Mine is about 9 ish I believe, he came with my husband when I got married :lol:

I have been trying to get his exact DOB from my husbands parents but they can't seem to find his papers , he is a handsome little chap a little on the dainty side but love on legs!  He's only lived with us about 5 months. 

My childhood love is labs! I grew up with them and my mother currently has a 5 year old I bought her for her 50th birthday ( well a bit of that and a bit of I missed having a dog in the house )


----------



## ellenlouisepascoe (Jul 12, 2013)

My Mam's Lab! Bree


----------



## BenBoy (Aug 31, 2013)

ellenlouisepascoe said:


> My Mam's Lab! Bree


She is gorgeous!!!


----------



## ellenlouisepascoe (Jul 12, 2013)

She's a funny one! Probably the most laid back lab I've ever come across, took little to no training, heels perfectly holds her leader in her mouth and walks right beside you out on walks, never wanders away even for a second.
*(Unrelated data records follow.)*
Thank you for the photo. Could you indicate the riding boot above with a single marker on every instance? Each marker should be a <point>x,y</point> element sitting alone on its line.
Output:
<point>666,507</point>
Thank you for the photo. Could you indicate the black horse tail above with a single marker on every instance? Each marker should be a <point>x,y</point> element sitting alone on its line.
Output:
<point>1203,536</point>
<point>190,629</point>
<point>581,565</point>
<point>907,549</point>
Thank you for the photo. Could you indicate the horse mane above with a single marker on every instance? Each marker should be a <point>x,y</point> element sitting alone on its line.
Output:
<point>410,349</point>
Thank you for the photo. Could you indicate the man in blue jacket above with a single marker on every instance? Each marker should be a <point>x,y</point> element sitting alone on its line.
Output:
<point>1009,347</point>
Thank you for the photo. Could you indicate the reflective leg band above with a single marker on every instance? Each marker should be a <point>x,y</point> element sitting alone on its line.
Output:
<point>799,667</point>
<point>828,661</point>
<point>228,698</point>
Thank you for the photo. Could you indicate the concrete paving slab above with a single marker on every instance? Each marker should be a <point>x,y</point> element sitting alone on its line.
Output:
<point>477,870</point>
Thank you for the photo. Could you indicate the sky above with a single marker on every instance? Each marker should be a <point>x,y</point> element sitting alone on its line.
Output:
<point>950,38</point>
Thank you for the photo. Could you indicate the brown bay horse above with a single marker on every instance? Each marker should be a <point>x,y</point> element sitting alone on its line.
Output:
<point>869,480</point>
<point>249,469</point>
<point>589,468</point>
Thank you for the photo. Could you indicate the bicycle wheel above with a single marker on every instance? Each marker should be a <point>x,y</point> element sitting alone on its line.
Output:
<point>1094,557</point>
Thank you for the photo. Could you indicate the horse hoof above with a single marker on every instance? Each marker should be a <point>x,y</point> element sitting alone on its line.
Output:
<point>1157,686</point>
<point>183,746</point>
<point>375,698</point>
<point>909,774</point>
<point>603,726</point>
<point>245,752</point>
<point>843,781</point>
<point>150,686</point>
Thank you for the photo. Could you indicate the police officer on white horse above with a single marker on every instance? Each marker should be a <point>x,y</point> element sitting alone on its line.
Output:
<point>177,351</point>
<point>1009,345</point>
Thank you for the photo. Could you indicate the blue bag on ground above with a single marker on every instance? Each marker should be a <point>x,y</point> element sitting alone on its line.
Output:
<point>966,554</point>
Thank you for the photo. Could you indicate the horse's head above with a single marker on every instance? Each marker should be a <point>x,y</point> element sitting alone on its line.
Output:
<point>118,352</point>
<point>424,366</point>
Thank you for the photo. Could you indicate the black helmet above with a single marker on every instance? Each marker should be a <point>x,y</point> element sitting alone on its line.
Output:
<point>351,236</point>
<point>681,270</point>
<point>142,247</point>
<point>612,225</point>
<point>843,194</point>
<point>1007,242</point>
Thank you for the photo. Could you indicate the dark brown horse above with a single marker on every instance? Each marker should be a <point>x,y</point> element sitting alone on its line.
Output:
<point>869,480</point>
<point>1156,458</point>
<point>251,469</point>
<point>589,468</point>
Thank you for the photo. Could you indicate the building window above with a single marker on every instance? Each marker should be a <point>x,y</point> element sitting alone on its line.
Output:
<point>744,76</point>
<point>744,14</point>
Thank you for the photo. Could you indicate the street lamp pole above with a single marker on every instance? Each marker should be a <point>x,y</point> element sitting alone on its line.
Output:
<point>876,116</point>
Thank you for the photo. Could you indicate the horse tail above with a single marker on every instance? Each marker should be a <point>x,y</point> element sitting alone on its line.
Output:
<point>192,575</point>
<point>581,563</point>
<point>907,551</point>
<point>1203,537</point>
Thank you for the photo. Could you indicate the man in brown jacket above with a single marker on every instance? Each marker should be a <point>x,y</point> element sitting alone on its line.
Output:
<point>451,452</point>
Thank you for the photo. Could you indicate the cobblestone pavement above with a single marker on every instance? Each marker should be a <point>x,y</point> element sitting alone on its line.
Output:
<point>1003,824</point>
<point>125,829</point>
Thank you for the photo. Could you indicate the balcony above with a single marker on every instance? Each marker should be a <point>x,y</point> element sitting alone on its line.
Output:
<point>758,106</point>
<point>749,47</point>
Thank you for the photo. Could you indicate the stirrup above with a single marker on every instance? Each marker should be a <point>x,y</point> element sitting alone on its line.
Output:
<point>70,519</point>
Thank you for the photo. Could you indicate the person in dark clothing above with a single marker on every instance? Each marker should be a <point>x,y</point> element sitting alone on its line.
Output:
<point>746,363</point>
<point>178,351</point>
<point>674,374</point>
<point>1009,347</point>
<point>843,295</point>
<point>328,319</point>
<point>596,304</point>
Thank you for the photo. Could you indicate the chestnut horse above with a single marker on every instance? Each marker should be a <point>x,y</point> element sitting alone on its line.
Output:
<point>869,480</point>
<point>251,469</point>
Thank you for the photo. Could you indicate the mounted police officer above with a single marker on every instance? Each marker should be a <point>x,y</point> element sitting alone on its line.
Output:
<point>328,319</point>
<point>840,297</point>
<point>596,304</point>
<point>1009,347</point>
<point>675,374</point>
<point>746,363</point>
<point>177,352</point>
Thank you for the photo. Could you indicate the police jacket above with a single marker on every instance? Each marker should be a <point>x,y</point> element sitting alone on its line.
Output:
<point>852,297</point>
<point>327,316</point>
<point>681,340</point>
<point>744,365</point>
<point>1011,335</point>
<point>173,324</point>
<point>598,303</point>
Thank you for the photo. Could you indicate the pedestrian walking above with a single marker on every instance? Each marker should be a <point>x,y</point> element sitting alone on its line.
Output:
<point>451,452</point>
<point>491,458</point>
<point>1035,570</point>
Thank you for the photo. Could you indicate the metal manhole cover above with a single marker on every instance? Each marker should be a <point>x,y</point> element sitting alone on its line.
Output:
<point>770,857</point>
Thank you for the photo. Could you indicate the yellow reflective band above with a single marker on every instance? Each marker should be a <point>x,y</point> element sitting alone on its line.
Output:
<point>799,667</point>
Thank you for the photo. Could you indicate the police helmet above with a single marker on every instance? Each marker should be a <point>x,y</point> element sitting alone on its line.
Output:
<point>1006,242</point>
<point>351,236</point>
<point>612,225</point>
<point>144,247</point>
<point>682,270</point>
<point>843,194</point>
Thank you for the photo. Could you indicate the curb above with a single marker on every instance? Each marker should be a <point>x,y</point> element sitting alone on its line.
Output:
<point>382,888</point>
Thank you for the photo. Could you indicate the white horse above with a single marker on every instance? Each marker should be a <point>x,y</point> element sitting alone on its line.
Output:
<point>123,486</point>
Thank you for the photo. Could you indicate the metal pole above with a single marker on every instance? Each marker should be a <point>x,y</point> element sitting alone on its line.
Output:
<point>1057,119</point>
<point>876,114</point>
Has all her daft moments outside in the garden then just comes in and snoozes on the sofa , never chewed toilet trained after 1 day , perfect little lady, my mum always wanted to have a litter from her but she's just never had the right time or funds to do it and now she's too old xx


----------



## VickynHolly (Jun 23, 2013)

The Husky is 9?, doesn't look anywhere near 9. Lovely photos.


----------



## ellenlouisepascoe (Jul 12, 2013)

The Cavalier is 9  Husky is 18 weeks old x


----------



## Cheryl89 (Jun 24, 2013)

Soooooo gorgeous Hun   I love walkies xxx


----------



## ellenlouisepascoe (Jul 12, 2013)

So do they! I really must record the Spaniel when we say walkies he goes BEZERK! His previous home he went out about once every 6 months so now he gets walkies every day he's so excited!


----------



## The3DChis (Jan 17, 2011)

adorable! Both of them x


----------